Thomas de Clarence, frère cadet de Henri V, cherchait une victoire personnelle qui le fasse sortir de l'ombre de son aîné. Informé le 22 mars 1421 que l'armée franco-écossaise était toute proche et apparemment vulnérable, il refuse d'attendre le retour de ses archers dispersés en fourrage dans la campagne angevine. Sa précipitation était aggravée par sa certitude, forgée à Azincourt, que les hommes d'armes anglais pouvaient vaincre n'importe quel adversaire continental. Il chargea avec seulement 1 500 cavaliers contre 5 000 Franco-Écossais bien déployés. Le résultat fut catastrophique : sa mort et l'anéantissement de son avant-garde. Baugé est un cas d'école d'ambition personnelle l'emportant sur la prudence tactique.
En quoi la Vieille Alliance franco-écossaise fut-elle décisive ?
La Vieille Alliance entre France et Écosse, signée en 1295, prévoyait une assistance militaire mutuelle contre l'Angleterre. Son activation en 1419 changea le cours immédiat de la guerre de Cent Ans. Le corps expéditionnaire écossais de 6 000 à 7 000 hommes envoyé par Robert Stuart donna au dauphin Charles VII la seule infanterie disciplinée capable de rivaliser avec les hommes d'armes anglais. Les Écossais remportèrent Baugé en 1421 et continuèrent à servir jusqu'à leur anéantissement à Verneuil en 1424. La Garde Écossaise royale française, formée de survivants, fut créée par Charles VII et dura jusqu'en 1791. L'alliance franco-écossaise resta active politiquement jusqu'à l'union des couronnes anglaise et écossaise en 1603.
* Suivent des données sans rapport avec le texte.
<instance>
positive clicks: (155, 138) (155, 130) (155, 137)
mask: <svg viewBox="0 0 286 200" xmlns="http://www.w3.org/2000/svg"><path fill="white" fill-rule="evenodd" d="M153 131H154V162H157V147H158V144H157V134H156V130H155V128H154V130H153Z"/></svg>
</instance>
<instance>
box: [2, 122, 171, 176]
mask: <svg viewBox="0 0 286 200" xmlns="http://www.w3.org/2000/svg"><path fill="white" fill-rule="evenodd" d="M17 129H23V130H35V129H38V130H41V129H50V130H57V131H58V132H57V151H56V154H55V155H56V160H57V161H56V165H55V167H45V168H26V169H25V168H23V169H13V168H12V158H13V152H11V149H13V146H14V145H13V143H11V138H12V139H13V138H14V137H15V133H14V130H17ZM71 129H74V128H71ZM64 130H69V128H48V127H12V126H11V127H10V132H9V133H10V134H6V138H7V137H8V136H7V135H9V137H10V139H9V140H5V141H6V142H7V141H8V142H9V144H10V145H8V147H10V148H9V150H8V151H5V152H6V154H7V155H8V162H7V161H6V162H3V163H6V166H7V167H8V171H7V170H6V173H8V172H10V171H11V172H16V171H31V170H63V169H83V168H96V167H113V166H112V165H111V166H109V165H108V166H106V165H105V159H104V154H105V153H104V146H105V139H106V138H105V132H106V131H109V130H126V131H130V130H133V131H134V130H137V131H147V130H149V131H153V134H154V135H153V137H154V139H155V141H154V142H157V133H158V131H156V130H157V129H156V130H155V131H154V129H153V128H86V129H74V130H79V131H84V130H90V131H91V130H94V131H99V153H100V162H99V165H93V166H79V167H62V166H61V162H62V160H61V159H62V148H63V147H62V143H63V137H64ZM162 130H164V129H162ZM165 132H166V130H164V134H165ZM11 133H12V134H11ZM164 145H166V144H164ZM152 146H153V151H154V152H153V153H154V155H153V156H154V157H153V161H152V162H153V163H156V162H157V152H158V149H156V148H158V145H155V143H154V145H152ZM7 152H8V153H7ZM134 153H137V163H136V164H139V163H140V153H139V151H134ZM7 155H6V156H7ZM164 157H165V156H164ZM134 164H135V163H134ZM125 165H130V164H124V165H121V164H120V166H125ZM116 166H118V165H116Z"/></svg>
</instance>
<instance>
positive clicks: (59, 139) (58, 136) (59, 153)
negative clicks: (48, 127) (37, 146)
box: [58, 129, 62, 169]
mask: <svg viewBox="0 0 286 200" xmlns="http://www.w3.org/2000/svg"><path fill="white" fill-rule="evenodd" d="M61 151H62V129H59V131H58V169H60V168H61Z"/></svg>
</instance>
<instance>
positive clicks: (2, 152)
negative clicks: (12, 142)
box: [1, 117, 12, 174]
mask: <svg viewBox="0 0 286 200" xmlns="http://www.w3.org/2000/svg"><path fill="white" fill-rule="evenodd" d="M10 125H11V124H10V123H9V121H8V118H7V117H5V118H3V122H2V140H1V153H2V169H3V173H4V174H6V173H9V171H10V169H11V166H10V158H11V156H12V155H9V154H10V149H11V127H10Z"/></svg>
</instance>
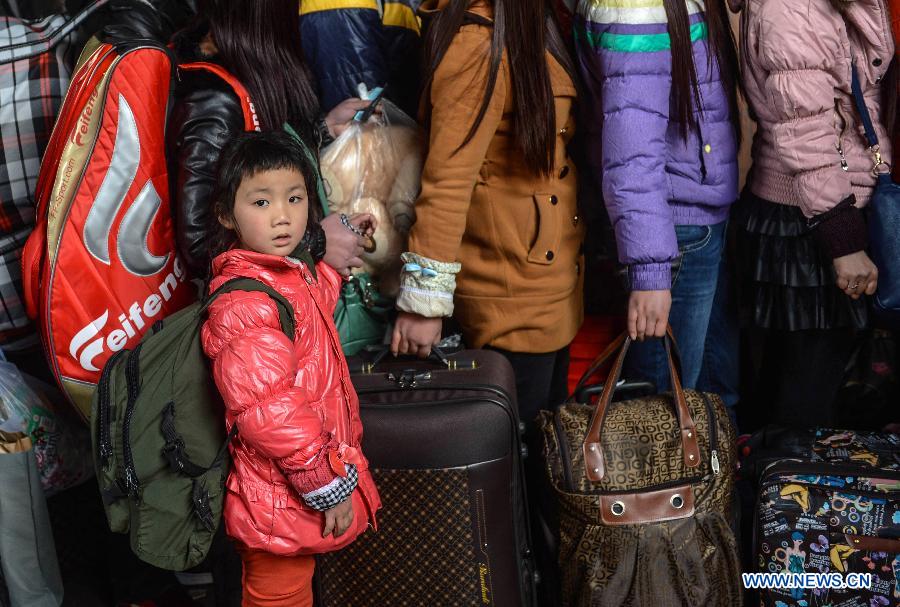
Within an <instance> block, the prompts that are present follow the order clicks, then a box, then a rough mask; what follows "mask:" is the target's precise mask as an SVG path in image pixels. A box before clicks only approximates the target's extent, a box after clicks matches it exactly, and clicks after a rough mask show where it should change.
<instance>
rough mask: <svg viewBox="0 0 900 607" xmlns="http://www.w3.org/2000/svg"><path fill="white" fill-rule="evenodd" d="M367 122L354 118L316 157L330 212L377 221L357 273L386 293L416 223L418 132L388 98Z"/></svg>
mask: <svg viewBox="0 0 900 607" xmlns="http://www.w3.org/2000/svg"><path fill="white" fill-rule="evenodd" d="M382 104H383V110H382V113H381V114H380V115H375V116H373V117H372V118H370V119H369V120H368V121H367V122H366V123H360V122H353V123H352V124H351V126H350V127H349V128H348V129H347V130H346V131H344V132H343V133H342V134H341V136H340V137H338V138H337V139H336V140H335V141H334V142H333V143H332V144H331V145H329V146H328V147H327V148H325V149H324V150H323V151H322V153H321V157H320V166H321V170H322V177H323V179H324V180H325V190H326V193H327V194H328V204H329V209H330V211H331V212H333V213H344V214H346V215H348V216H350V215H352V214H353V213H371V214H372V215H374V216H375V217H376V219H377V220H378V227H377V229H376V230H375V234H374V245H375V246H374V249H373V250H370V251H367V252H366V253H365V254H364V255H363V257H362V259H363V261H364V262H365V265H364V266H363V267H362V268H361V269H359V271H360V272H369V273H370V274H371V275H372V276H373V277H375V278H377V279H378V281H379V288H380V290H381V292H382V293H383V294H385V295H389V296H392V295H395V294H396V292H397V289H398V288H399V283H398V281H399V273H400V272H399V270H400V264H401V262H400V254H401V253H403V252H404V251H405V250H406V245H407V237H408V235H409V230H410V228H411V227H412V224H413V223H414V222H415V206H414V205H415V201H416V198H417V197H418V196H419V190H420V189H421V185H422V163H423V161H424V154H423V149H422V146H423V144H422V135H421V131H420V129H419V127H418V125H416V123H415V121H413V120H412V119H411V118H410V117H409V116H407V115H406V114H404V113H403V112H402V111H401V110H400V109H398V108H397V107H396V106H395V105H393V104H392V103H391V102H389V101H387V100H384V101H382Z"/></svg>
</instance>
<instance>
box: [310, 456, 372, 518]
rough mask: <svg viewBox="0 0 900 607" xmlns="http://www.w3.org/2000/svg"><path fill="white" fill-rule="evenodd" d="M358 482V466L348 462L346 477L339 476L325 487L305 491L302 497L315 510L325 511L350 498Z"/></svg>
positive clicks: (358, 474)
mask: <svg viewBox="0 0 900 607" xmlns="http://www.w3.org/2000/svg"><path fill="white" fill-rule="evenodd" d="M358 483H359V473H358V472H357V471H356V466H354V465H353V464H347V476H346V477H343V476H339V477H337V478H335V479H334V480H333V481H331V482H330V483H328V484H327V485H325V486H324V487H322V488H320V489H316V490H315V491H310V492H309V493H304V494H303V495H301V496H300V497H302V498H303V501H304V502H306V505H307V506H309V507H310V508H312V509H313V510H318V511H319V512H324V511H326V510H330V509H331V508H334V507H335V506H337V505H338V504H340V503H341V502H344V501H346V500H347V499H349V497H350V495H351V494H352V493H353V490H354V489H356V485H357V484H358Z"/></svg>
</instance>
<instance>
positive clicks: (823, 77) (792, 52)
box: [756, 2, 851, 217]
mask: <svg viewBox="0 0 900 607" xmlns="http://www.w3.org/2000/svg"><path fill="white" fill-rule="evenodd" d="M759 11H760V12H759V15H758V24H757V32H756V36H757V38H756V41H757V43H756V53H757V55H758V61H759V65H760V66H761V67H762V69H763V70H765V72H766V79H765V89H764V90H765V94H766V97H767V98H768V100H769V106H770V107H771V109H772V110H774V112H775V115H776V119H775V125H774V129H773V135H774V137H773V139H774V145H775V151H776V153H777V155H778V157H779V158H780V159H781V161H782V164H783V166H784V167H785V168H786V169H787V170H788V171H790V172H791V173H792V174H793V176H794V184H795V185H794V187H795V192H794V194H795V195H796V196H797V201H798V202H799V204H800V208H801V209H802V210H803V213H804V215H806V216H807V217H812V216H814V215H818V214H821V213H825V212H827V211H829V210H831V209H832V208H834V207H836V206H837V205H838V204H839V203H840V202H841V201H842V200H844V199H845V198H847V197H849V196H850V194H851V187H850V186H851V182H850V174H849V173H848V172H847V171H844V170H842V169H841V162H840V155H839V153H838V151H837V147H836V144H837V142H838V141H839V139H840V136H841V129H842V122H843V120H842V118H841V117H840V116H838V115H837V114H836V112H835V100H834V98H835V88H836V87H838V86H839V85H840V83H839V82H838V81H837V79H836V77H835V74H837V73H839V68H838V64H839V62H841V63H845V62H846V50H845V49H844V48H843V45H842V42H841V38H840V34H839V33H838V32H837V31H835V30H830V29H829V28H822V27H821V24H822V23H829V22H830V21H831V19H830V18H829V16H828V15H822V16H821V17H817V16H816V14H815V13H822V12H823V11H834V8H833V7H832V6H831V5H830V4H829V3H828V2H797V3H791V2H768V3H762V5H761V6H760V8H759ZM849 79H850V75H849V73H848V74H847V81H848V82H849ZM846 118H849V117H845V119H846Z"/></svg>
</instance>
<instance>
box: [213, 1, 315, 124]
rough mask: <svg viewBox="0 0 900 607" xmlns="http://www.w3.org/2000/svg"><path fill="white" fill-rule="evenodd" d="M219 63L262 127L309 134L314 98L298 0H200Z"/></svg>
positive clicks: (313, 105) (314, 116)
mask: <svg viewBox="0 0 900 607" xmlns="http://www.w3.org/2000/svg"><path fill="white" fill-rule="evenodd" d="M201 15H202V16H203V18H205V19H206V20H207V21H208V23H209V30H210V32H211V33H212V36H213V40H214V41H215V44H216V47H217V48H218V57H219V58H220V60H221V62H222V64H223V65H224V66H225V67H226V68H227V69H228V70H229V71H231V72H232V73H233V74H234V75H235V76H236V77H237V78H238V80H240V81H241V83H242V84H243V85H244V86H245V87H247V92H248V93H250V98H251V99H252V100H253V103H254V105H255V107H256V111H257V114H258V115H259V119H260V123H261V125H262V127H263V128H264V129H268V130H275V129H280V128H281V126H282V124H284V123H285V122H290V123H291V125H292V126H293V127H294V128H295V129H297V130H298V131H299V132H300V133H301V135H303V136H304V138H307V137H309V136H310V134H311V133H313V125H314V124H315V121H316V119H317V118H318V115H319V102H318V97H317V96H316V91H315V87H314V85H313V82H314V80H313V77H312V75H311V73H310V71H309V68H308V67H307V66H306V63H305V62H304V60H303V48H302V46H301V44H300V33H299V32H300V27H299V19H300V3H299V0H206V1H205V2H204V6H203V10H202V12H201Z"/></svg>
Comment Baugé a-t-elle influencé la suite de la guerre ?
Baugé ne renversa pas immédiatement la situation stratégique. Les Anglais, sous Jean de Bedford, reprirent le contrôle tactique dès 1423 à Cravant puis en 1424 à Verneuil, où ils anéantirent le corps expéditionnaire écossais. Mais Baugé eut un impact psychologique puissant, difficile à mesurer sur une bataille isolée, mais réel sur les deux camps. Elle prouva que la combinaison de cavalerie française et d'infanterie écossaise pouvait vaincre les Anglais sur un terrain bien choisi. Elle nourrit l'espoir des partisans du dauphin Charles pendant les années sombres 1422-1428. Sans Baugé, sans ce précédent de victoire possible, il est difficile d'imaginer que la France aurait eu la confiance nécessaire pour accueillir Jeanne d'Arc et les réformes militaires qui suivirent.